The most common greater-than-grade-3 adverse events with the combination were neutropenia, leukopenia, hypertension, anemia, fatigue, abdominal pain, and asthenia. Greater-than-grade-3 neutropenia occurred in 40.7% of patients in the combination arm compared with 18.8% for the paclitaxel/placebo group. Rates of febrile neutropenia were 3.1% with the combination compared with 2.4% with paclitaxel/placebo.
“This largest gastric cancer second-line trial clearly demonstrates that an effective second-line therapy improves survival of patients with metastatic or advanced gastric cancer,” Wilke noted in the press conference. “We expect that these results and other recently published randomized trial data will lead to a situation where more patients will now be routinely treated in a second-line treatment situation, if they are fit for treatment.”
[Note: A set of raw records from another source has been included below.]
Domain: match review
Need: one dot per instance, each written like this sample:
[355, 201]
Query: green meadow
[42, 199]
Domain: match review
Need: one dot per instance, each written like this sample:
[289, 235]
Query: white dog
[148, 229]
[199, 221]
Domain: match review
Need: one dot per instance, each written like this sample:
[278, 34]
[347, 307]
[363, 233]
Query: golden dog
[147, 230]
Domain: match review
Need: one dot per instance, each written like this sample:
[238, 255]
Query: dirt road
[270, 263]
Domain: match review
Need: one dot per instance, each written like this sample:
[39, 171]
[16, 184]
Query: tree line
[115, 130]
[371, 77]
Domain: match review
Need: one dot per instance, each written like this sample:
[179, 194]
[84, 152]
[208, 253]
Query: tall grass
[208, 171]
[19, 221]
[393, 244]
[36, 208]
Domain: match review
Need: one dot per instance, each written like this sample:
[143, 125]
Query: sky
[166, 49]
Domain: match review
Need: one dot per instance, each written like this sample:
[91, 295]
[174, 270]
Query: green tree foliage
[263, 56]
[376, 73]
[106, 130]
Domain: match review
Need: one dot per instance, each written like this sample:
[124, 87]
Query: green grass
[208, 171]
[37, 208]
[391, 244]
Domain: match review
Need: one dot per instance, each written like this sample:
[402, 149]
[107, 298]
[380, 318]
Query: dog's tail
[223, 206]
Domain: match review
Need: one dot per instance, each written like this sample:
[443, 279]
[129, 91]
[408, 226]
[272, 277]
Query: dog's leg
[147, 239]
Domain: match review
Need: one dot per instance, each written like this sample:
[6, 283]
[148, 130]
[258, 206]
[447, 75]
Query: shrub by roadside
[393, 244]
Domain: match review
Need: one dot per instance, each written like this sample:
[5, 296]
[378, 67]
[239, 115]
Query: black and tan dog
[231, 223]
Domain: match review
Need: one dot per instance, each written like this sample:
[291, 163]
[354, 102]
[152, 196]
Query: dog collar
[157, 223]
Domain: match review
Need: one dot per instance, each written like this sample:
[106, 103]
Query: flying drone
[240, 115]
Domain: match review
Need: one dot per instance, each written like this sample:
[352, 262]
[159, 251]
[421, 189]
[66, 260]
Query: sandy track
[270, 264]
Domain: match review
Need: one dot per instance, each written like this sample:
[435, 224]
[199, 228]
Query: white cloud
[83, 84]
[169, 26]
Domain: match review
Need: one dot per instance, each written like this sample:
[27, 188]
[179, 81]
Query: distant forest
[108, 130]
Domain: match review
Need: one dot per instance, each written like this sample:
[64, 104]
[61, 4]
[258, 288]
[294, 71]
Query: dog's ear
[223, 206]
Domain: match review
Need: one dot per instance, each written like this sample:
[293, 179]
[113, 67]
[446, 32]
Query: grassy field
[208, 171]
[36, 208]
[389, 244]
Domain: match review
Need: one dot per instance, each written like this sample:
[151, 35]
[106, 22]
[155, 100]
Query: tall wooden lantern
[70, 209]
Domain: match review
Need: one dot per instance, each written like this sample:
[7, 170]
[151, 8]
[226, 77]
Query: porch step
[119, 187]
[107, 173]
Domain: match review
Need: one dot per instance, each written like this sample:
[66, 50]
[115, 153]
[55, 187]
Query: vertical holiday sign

Recently, based on data from the phase III REGARD study, the FDA assigned a priority review designation to ramucirumab as a single-agent for the second-line treatment of patients with advanced gastric cancer. In this study, 355 patients with advanced gastric cancer or GEJ adenocarcinoma were randomized in a 2:1 ratio to receive best supportive care plus either ramucirumab (n=238) or placebo (n=117).
The median OS in the ramucirumab arm was 5.2 months compared with 3.8 months for patients in the placebo arm (HR = 0.776; 95% CI, 0.603-0.998;P= .047). The median PFS was 2.1 months compared with 1.3 months for ramucirumab and placebo, respectively (HR = 0.483; 95% CI, 0.376-0.620;P< .0001). ORR was 3.4% for ramucirumab and 2.6% for placebo, and disease control rates were 48.7% and 23.1%, respectively.
Taken together, these trials show an advantage for administering ramucirumab both in combination and as monotherapy for the second-line treatment of patients with advanced gastric cancer.
“We’re excited to have what appears to be an active drug for the second-line setting that can be used instead of best supportive care or in addition to chemotherapy for patients who can tolerate chemotherapy,” said Smitha Krishnamurthi, MD, the moderator of the ASCO press conference and a medical oncologist and associate professor of medicine at University Hospitals Case Medical Center and Case Western Reserve University. “We are anxiously awaiting the word from the FDA about the approval of ramucirumab, which is expected later this year.”
A decision from the FDA on ramucirumab as a second-line single-agent is anticipated in the spring of 2014. Eli Lilly and Company is developing the drug, following a 2008 acquisition of ImClone Systems. Ramucirumab is also being explored in phase III trials as a treatment for colorectal cancer, hepatocellular carcinoma, and lung cancer.